Generation of Insulin-Producing Cells from Canine Adipose Tissue-Derived Mesenchymal Stem Cells

Takahiro Teshima; Keiji Okamoto; Kazuho Dairaku; Tomokazu Nagashima; Masaki Michishita; Ryohei Suzuki; Hirotaka Matsumoto; Hidekazu Koyama

doi:10.1155/2020/8841865

Generation of Insulin-Producing Cells from Canine Adipose Tissue-Derived Mesenchymal Stem Cells

Stem Cells Int. 2020 Oct 18:2020:8841865. doi: 10.1155/2020/8841865. eCollection 2020.

Authors

Takahiro Teshima^{1

2}, Keiji Okamoto¹, Kazuho Dairaku¹, Tomokazu Nagashima³, Masaki Michishita^{2

3}, Ryohei Suzuki¹, Hirotaka Matsumoto¹, Hidekazu Koyama¹

Affiliations

¹ Laboratory of Veterinary Internal Medicine, Department of Veterinary Clinical Medicine, School of Veterinary Medicine, Faculty of Veterinary Science, Nippon Veterinary and Life Science University, 1-7-1 Kyonan-cho, Musashino, Tokyo 180-8602, Japan.
² Research Center for Animal Life Science, Nippon Veterinary and Life Science University, 1-7-1 Kyonan-cho, Musashino, Tokyo 180-8602, Japan.
³ Laboratory of Veterinary Pathology, Department of Veterinary Pathobiology, School of Veterinary Medicine, Faculty of Veterinary Science, Nippon Veterinary and Life Science University, 1-7-1 Kyonan-cho, Musashino, Tokyo 180-8602, Japan.

Abstract

The potential of mesenchymal stem cells (MSCs) to differentiate into nonmesodermal cells such as pancreatic beta cells has been reported. New cell-based therapy using MSCs for diabetes mellitus is anticipated as an alternative treatment option to insulin injection or islet transplantation in both human and veterinary medicine. Several protocols were reported for differentiation of MSCs into insulin-producing cells (IPCs), but no studies have reported IPCs generated from canine MSCs. The purpose of this study was to generate IPCs from canine adipose tissue-derived MSCs (AT-MSCs) in vitro and to investigate the effects of IPC transplantation on diabetic mice in vivo. Culturing AT-MSCs with the differentiation protocol under a two-dimensional culture system did not produce IPCs. However, spheroid-like small clusters consisting of canine AT-MSCs and human recombinant peptide μ-pieces developed under a three-dimensional (3D) culture system were successfully differentiated into IPCs. The generated IPCs under 3D culture condition were stained with dithizone and anti-insulin antibody.
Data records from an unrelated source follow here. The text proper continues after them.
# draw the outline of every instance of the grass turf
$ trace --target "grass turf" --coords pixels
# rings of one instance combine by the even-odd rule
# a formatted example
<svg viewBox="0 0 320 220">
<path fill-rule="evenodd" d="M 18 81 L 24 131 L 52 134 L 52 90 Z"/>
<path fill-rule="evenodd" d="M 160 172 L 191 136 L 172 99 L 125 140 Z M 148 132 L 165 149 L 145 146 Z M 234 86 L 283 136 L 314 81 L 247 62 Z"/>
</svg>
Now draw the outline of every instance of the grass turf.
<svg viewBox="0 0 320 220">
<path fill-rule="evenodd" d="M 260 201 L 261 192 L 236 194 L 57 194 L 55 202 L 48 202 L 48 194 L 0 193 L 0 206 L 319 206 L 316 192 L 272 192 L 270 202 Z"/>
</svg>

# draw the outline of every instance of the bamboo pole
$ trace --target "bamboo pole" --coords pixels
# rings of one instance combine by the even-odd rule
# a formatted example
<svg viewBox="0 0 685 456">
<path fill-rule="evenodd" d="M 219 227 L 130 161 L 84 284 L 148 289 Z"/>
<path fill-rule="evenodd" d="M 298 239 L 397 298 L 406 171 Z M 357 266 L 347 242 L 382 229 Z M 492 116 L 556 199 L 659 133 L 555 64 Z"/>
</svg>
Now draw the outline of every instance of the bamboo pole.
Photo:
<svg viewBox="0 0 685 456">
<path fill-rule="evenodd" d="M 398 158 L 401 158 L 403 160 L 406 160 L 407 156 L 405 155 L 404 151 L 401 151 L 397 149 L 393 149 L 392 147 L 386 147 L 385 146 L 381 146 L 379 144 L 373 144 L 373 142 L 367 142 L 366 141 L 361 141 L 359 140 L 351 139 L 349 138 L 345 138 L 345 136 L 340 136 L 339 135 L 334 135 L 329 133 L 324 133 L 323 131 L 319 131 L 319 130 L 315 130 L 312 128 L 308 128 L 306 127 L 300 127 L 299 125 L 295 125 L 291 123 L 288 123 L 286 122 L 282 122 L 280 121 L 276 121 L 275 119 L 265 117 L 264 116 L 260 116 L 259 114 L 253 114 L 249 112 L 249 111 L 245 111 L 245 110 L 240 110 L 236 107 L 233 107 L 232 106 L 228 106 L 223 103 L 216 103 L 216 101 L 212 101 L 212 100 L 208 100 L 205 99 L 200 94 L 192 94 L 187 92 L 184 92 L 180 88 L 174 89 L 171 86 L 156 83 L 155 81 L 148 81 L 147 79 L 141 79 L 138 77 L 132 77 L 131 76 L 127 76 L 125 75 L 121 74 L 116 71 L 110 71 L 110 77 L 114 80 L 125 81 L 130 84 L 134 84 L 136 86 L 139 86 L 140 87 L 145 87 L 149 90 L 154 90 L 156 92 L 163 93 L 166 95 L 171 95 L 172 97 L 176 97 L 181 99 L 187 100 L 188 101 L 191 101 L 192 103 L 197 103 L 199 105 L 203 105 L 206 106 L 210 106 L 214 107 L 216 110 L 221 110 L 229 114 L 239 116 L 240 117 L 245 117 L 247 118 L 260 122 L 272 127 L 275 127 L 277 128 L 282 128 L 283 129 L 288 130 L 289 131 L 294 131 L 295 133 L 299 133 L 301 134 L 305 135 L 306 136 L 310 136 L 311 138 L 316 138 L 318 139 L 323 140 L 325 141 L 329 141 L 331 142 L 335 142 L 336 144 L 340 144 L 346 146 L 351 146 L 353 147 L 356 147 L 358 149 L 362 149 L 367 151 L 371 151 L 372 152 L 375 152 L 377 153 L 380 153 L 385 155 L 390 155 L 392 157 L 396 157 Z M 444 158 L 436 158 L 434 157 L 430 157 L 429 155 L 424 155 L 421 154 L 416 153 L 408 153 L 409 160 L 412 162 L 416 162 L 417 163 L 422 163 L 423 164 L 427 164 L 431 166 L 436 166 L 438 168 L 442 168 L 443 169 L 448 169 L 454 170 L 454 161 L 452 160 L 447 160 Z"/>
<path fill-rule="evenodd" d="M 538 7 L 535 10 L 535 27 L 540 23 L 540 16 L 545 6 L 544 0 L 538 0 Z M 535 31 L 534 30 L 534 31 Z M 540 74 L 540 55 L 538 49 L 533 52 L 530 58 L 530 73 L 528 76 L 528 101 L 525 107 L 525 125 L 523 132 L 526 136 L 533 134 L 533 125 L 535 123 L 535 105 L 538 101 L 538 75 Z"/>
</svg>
Canine IPCs also showed gene expression typical for pancreatic beta cells and increased insulin secretion in response to glucose stimulation. The blood glucose levels in streptozotocin-induced diabetic mice were decreased after injection with the supernatant of canine IPCs, but the hyperglycemic states of diabetic mice were not improved after transplanting IPCs subcutaneously or intramesenterically. The histological examination showed that the transplanted small clusters of IPCs were successfully engrafted to the mice and included cells positive for insulin by immunofluorescence. Several factors, such as the transplanted cell number, the origin of AT-MSCs, and the differentiation protocol, were considered potential reasons for the inability to improve the hyperglycemic state after IPC transplantation. These findings suggest that canine AT-MSCs can be differentiated into IPCs under a 3D culture system and IPC transplantation may be a new treatment option for dogs with diabetes mellitus.